Unnamed: 0,Age,EducationLevel,Income
0,25,High School,50000
1,30,Bachelor's,75000
2,22,Associate's,30000
3,45,Master's,90000
4,28,Bachelor's,60000
5,35,Master's,85000
6,40,PhD,100000
7,26,Associate's,55000
8,31,Bachelor's,70000
9,50,Master's,120000


In [20]:
#calculating covariance

df[['Age','Income']].cov()

Unnamed: 0,Age,Income
Age,84.177778,229222.2
Income,229222.222222,694722200.0


Only age and income are numerical features, so only they can be used to calculate covariance.

Here, we see that there is a very high positive covariance between Age and Income. Thus from this we can interpret that when age increases, income also increases.

Q6. You are working on a machine learning project with a dataset containing several categorical
variables, including "Gender" (Male/Female), "Education Level" (High School/Bachelor's/Master's/PhD),
and "Employment Status" (Unemployed/Part-Time/Full-Time). Which encoding method would you use for
each variable, and why?

Ans. The encoding methods which should be used are as follows:

- **Gender :** here two values of gender are male and femal. We should use One Hot Encoding because gender data has no order or ranking. Both gender have equal value. 

- **Education Level :** here the values are High School/Bachelor's/Master's/PhD. We note that these values are ordered. PhD is highest, Master's is on second number and son on. Hence, in this case we should use Ordinal Encoding.

- **Employment Status :** here also the values Unemployed/Part-Time/Full-Time can be considered as ordered, there is an inherent order in them. Hence, in this case also we should use Ordinal Encoding.

Q7. You are analyzing a dataset with two continuous variables, "Temperature" and "Humidity", and two
categorical variables, "Weather Condition" (Sunny/Cloudy/Rainy) and "Wind Direction" (North/South/
East/West). Calculate the covariance between each pair of variables and interpret the results.

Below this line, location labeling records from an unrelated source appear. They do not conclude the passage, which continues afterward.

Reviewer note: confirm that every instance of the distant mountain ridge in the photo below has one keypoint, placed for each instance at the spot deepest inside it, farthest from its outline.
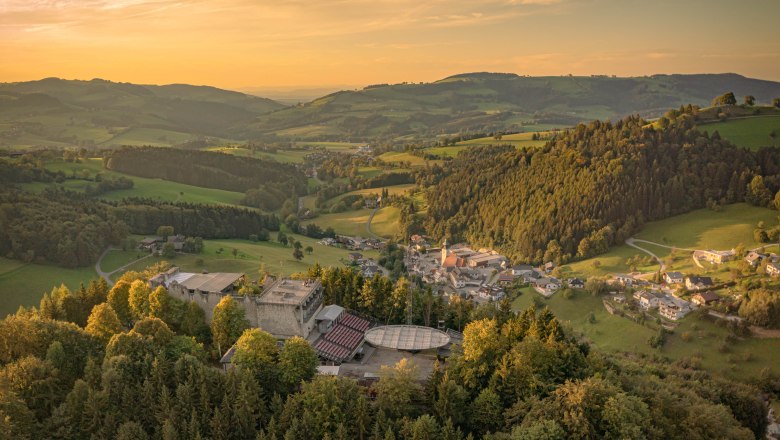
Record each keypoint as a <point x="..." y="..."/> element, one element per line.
<point x="62" y="112"/>
<point x="485" y="102"/>
<point x="54" y="111"/>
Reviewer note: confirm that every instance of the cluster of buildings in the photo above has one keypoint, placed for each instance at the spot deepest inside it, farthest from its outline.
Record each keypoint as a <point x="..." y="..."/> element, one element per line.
<point x="668" y="306"/>
<point x="772" y="262"/>
<point x="367" y="266"/>
<point x="354" y="243"/>
<point x="154" y="244"/>
<point x="463" y="271"/>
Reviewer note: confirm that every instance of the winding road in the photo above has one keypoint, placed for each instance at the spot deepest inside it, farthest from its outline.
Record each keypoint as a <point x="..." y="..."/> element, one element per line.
<point x="368" y="224"/>
<point x="631" y="242"/>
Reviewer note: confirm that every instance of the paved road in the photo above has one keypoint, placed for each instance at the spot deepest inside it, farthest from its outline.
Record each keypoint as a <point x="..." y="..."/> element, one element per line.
<point x="368" y="224"/>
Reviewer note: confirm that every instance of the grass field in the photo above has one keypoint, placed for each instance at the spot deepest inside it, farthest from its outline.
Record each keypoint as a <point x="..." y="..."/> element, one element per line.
<point x="705" y="339"/>
<point x="707" y="229"/>
<point x="346" y="223"/>
<point x="699" y="229"/>
<point x="517" y="139"/>
<point x="392" y="190"/>
<point x="385" y="221"/>
<point x="274" y="257"/>
<point x="751" y="132"/>
<point x="151" y="188"/>
<point x="403" y="156"/>
<point x="24" y="284"/>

Ans. The python code using random variables is as shown:

In [21]:
import pandas as pd

data = {
    "Temperature": [25.5, 22.0, 28.3, 20.8, 23.7, 26.1, 24.4, 27.9, 21.6, 29.2],
    "Humidity": [60, 75, 45, 85, 50, 62, 68, 55, 80, 40],
    "Weather Condition": ["Sunny", "Cloudy", "Rainy", "Cloudy", "Sunny", "Rainy", "Cloudy", "Sunny", "Rainy", "Sunny"],
    "Wind Direction": ["North", "South", "East", "West", "North", "South", "East", "West", "North", "South"]
}

df = pd.DataFrame(data)

df

Unnamed: 0,Temperature,Humidity,Weather Condition,Wind Direction
0,25.5,60,Sunny,North
1,22.0,75,Cloudy,South
2,28.3,45,Rainy,East
3,20.8,85,Cloudy,West
4,23.7,50,Sunny,North
5,26.1,62,Rainy,South
6,24.4,68,Cloudy,East
7,27.9,55,Sunny,West
8,21.6,80,Rainy,North
9,29.2,40,Sunny,South


In [24]:
df[['Temperature','Humidity']].cov()

Unnamed: 0,Temperature,Humidity
Temperature,8.736111,-39.4
Humidity,-39.4,225.333333


Only Temperature and Humidity are numerical features, so only they can be used to calculate covariance. 

So, we see that there is a negative covariance between temperature and humidity. Thus from this we can interpret that, as the temperature increases the humidity decreases.